Benzodiazepine Use and Risk of Developing Alzheimer's Disease or Vascular Dementia: A Case-Control Analysis
- PMID:26123874
- DOI: 10.1007/s40264-015-0319-3
Benzodiazepine Use and Risk of Developing Alzheimer's Disease or Vascular Dementia: A Case-Control Analysis
Abstract
Introduction: Previous observational studies have associated benzodiazepine use with an increased risk of dementia. However, limitations in the study methods leave questions unanswered regarding the interpretation of the findings.

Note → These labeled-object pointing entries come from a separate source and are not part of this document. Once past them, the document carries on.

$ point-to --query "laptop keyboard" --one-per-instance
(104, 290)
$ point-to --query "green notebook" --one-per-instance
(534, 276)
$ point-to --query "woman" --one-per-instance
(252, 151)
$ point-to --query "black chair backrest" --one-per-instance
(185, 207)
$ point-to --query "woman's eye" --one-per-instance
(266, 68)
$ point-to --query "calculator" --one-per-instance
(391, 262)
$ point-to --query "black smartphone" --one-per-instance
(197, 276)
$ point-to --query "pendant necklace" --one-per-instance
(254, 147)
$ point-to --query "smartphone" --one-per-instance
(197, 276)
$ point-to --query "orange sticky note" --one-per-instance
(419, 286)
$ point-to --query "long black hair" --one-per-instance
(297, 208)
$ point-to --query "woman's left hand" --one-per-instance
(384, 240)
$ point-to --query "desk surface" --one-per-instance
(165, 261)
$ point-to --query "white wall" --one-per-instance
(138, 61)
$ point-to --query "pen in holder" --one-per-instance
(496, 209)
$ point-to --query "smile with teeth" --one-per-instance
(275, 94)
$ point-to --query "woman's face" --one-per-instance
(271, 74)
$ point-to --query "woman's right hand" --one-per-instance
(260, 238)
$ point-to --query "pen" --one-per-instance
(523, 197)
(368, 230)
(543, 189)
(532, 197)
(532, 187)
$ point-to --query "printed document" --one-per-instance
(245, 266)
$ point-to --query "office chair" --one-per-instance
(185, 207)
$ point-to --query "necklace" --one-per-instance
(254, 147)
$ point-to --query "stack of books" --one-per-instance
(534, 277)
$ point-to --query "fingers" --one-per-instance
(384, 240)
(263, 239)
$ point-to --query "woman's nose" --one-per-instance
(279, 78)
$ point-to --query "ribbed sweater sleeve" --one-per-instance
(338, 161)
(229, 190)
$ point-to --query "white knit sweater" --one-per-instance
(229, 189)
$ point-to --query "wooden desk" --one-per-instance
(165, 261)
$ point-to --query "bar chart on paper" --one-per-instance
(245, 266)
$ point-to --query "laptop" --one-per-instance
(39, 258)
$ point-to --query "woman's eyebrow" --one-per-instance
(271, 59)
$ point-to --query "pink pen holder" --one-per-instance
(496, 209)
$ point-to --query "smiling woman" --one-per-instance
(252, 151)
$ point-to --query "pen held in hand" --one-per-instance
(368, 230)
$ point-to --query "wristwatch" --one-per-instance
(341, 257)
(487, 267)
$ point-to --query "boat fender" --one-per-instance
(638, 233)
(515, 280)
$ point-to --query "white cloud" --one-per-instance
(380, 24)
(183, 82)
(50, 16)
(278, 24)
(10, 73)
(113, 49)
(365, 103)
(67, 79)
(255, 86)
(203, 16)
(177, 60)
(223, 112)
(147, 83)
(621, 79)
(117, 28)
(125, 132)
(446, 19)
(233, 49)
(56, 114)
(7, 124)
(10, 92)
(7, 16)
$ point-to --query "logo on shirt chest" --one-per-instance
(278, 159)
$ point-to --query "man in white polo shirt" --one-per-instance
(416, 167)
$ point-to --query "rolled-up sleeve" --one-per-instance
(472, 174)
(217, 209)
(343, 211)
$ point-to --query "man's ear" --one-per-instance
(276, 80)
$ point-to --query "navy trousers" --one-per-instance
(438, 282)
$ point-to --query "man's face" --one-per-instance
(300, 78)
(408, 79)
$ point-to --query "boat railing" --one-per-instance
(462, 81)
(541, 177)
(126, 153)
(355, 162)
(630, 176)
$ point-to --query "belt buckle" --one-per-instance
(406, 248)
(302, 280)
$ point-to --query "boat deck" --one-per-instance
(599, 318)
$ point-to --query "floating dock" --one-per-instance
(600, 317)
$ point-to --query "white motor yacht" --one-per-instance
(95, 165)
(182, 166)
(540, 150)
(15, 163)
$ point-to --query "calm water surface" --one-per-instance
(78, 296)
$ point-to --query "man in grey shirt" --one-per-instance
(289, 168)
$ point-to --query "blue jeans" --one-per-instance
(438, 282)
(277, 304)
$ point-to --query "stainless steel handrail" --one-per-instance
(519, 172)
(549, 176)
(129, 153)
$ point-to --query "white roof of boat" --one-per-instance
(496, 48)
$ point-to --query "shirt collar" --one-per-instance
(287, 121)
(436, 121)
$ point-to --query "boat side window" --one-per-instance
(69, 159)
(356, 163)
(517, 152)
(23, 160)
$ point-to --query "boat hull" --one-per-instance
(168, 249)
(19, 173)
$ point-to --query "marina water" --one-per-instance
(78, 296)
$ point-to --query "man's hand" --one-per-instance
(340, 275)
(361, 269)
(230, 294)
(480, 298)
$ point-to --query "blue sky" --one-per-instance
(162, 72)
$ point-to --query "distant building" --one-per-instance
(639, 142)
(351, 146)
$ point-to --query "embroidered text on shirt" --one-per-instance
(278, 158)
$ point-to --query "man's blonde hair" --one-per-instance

Methods: A case-control analysis was conducted using data from the UK-based Clinical Practice Research Datalink (CPRD). A total of 26,459 patients aged ≥65 years with newly diagnosed Alzheimer's disease (AD) or vascular dementia (VaD) between 1998 and 2013 were identified and matched 1:1 to dementia-free controls on age, sex, calendar time, general practice, and number of years of recorded history. Adjusted odds ratios (aORs) were calculated with 95% confidence intervals (CIs) of developing AD or VaD in relation to previous benzodiazepine use, stratified by duration and benzodiazepine type.
Results: The aOR (95% CI) of developing AD for those who started benzodiazepines <1 year before diagnosis was 2.20 (1.91-2.53), and fell to the null for those who started between 2 and <3 years before [aOR 0.99 (0.84-1.17)]. The aOR (95% CI) of developing VaD for those who started benzodiazepines <1 year before diagnosis was 3.30 (2.78-3.92), and fell close to the null for those who started between 3 and <4 years before [aOR 1.16 (0.96-1.40)]. After accounting for benzodiazepine use initiated during this prodromal phase, long-term use of benzodiazepines was not associated with an increased risk of developing AD [aOR 0.69 (0.57-0.85)] or VaD [aOR 1.11 (0.85-1.45)].
Conclusion: After taking a prodromal phase into consideration, benzodiazepine use was not associated with an increased risk of developing AD or VaD.